AWomanIsNoManWhen I started to read Etaf Rum’s “A Woman Is No Man,” I wasn’t sure what to expect. It struck me as the kind of book that I might have found to be too depressing and, as a result, exhausting to read. But I was pleasantly surprised to find out that instead of bringing me down, it actually gave me hope.

The story begins with Isra, a young Palestinian woman who is pressured by her family to get married. Despite her young age (she is just a teenager), she is expected to marry right away and have children. She does exactly what is expected and marries Adam, an abusive man who takes her to Brooklyn, where they live in a small house with his parents in an Arab neighborhood.

Years later, history repeats itself as Isra’s daughter, Deya, is pressured by her grandmother (Fareeda) with the same fate. But with the help of an estranged relative, Deya discovers she has more options than she is actually aware of.

Although I loved this book, there were many parts of the story that enraged me! It wasn’t so much the constant physical abuse by the men, but by the complacency and enabling of the abuse by the women. There were many pages that were beyond difficult to read. This especially hit hard for me because of my own Arab roots. My father is Egyptian and there was a time when he seriously considered bringing me to Egypt to raise me there. Eventually he decided against it and I got to stay in the United States. But when I was reading the book, I kept wondering what my life would have been like growing up in a traditional Arab culture. Likely, my experience would have been a bit different since my family seems a lot more liberal than Isra’s. In fact, many Arab families would be considered more liberal. Not all Arab families follow the same strict rules where men dominate women’s lives (thank goodness!)

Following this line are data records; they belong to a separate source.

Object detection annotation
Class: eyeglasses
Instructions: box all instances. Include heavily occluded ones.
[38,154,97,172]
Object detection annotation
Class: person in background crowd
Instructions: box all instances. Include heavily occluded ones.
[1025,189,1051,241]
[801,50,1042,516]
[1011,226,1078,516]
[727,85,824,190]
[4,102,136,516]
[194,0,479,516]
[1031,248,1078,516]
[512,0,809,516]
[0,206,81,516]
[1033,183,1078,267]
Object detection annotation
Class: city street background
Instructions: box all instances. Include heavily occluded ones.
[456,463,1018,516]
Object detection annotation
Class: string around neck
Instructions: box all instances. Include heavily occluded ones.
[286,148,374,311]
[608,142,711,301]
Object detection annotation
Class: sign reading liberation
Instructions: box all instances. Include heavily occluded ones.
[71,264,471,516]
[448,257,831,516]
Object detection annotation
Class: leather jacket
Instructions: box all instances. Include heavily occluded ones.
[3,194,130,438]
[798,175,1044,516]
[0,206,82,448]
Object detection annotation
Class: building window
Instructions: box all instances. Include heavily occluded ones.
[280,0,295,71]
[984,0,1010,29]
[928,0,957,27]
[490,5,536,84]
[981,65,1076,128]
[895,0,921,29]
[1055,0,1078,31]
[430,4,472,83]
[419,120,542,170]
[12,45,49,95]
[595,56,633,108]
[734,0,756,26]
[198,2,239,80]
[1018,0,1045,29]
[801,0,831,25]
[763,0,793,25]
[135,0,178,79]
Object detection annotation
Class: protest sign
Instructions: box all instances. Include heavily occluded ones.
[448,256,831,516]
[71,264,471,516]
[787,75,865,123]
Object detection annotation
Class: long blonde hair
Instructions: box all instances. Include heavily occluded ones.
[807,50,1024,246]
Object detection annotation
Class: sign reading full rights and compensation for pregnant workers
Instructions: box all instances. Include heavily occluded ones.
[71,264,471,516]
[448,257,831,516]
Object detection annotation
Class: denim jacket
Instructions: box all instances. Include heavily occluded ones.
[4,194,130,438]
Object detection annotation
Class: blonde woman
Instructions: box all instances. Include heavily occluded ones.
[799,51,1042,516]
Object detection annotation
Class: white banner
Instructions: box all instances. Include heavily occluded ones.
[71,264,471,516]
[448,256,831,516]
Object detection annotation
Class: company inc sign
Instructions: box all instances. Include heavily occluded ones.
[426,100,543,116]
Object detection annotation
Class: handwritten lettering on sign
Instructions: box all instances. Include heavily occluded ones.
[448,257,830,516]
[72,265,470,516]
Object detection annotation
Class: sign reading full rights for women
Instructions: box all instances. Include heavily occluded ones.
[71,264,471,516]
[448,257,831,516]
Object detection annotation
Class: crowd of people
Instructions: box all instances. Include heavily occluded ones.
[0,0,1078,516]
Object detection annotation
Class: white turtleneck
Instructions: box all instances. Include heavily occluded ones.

The book has alternating chapters, from different character’s points of view. The author really shows the reader what it’s like to live an oppressive life under patriarchal rule through the eyes of Isra, Deya, and Fareeda. These women feel that they have no rights to make their own choices. Even something as small as going outside for a walk is forbidden.

This type of oppression against women is not specific to just the Palestinian community described in this book. Sadly, it happens throughout the world and from all different cultures. This story is definitely a reminder that, even in 2019, we still have a long way to go for gender equality.